Aid to Pakistan Kerry pushes for tougher controls


Express May 28, 2010

KARACHI: US Senator John F Kerry urged the State Department to tighten controls over the $1.45 billion in aid to Pakistan this year over fears of misappropriation.

The senator warned that if the money is squandered or stolen, a massive five-year effort by the US to help Pakistanis could collapse, says The Boston Globe.

The Massachusetts Democrat wrote a letter to The Boston Globe, elucidating the fear among the Pakistani population that the funds will merely enrich the corrupt elite.

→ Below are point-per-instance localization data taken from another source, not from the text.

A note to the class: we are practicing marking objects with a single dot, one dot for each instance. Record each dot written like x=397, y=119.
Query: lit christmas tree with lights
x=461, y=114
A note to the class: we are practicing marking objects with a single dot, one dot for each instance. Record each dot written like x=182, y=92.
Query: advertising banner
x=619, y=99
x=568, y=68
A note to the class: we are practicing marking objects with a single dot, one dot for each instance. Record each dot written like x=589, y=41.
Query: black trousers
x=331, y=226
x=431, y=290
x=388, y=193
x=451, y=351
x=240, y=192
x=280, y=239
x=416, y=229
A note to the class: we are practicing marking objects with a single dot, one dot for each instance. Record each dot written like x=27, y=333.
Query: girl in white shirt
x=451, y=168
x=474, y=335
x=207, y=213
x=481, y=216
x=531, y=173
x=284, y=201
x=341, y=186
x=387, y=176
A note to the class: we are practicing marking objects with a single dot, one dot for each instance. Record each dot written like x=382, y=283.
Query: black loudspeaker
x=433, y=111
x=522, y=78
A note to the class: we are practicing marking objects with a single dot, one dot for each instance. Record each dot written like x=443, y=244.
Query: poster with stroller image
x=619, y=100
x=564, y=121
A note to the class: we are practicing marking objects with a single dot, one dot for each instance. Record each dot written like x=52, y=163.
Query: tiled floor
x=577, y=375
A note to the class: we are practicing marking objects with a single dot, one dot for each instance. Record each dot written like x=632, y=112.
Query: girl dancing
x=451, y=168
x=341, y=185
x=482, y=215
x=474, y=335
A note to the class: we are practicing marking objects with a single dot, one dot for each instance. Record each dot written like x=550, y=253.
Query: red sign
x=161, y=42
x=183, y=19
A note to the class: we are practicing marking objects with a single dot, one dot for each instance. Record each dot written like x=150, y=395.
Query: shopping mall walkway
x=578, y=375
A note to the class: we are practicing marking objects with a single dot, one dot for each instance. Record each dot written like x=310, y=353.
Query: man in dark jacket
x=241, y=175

“Channeling so much of the money through untested institutions so quickly could serve to confirm these suspicions,’’ he said. The aid is part of a landmark, five-year $7.5 billion assistance package to Pakistan. It is aimed at trying to roll back extremism by improving the lives of ordinary citizens through greater access to water, energy, education, and health care, as well as bolstering Pakistan’s fledging democratic government.

Richard Holbrooke, the special representative for Afghanistan and Pakistan, intends to funnel more than 50 per cent of the funds directly through Pakistan’s government or local organisations, bypassing American organisations and companies that the US usually hires to deliver aid abroad.

Kerry however fears that Pakistani organisations might not be ready yet to effectively spend so much money and that incidents of corruption in Pakistan will make accountability a challenge.

“The danger is much greater than merely the possibility of a portion of funds being poorly spent,’’ he wrote in a letter addressed to Holbrooke. Referring to the aid bill that bears his name, he wrote: “lf significant portions of the Kerry-Lugar-Berman funds are, for example, siphoned off to private bank accounts, political support for continued appropriation of the money could evaporate in Washington and Pakistan.’’

Holbrooke’s office said it is seeking the best way to provide the most benefit. “We’re always open to ways to operate in a manner that enhances sustainability, transparency, and accountability, as Senator Kerry has called for, and which are already core precepts that we have built into our assistance programs,’’ said Dan Feldman, Holbrooke’s deputy.

The letter urges more attention on Pakistan’s criminal justice system and greater coordination with the World Bank and Asian Development Bank, which have spent decades trying to build dams and improve the water delivery systems in Pakistan.

“This process is still largely opaque to the broader public, including our Pakistani friends and partners,’’ he wrote. “This lack of transparency can generate suspicion and distrust, defeating the core intent’’ of the aid.

Published in the Express Tribune, May 29th, 2010.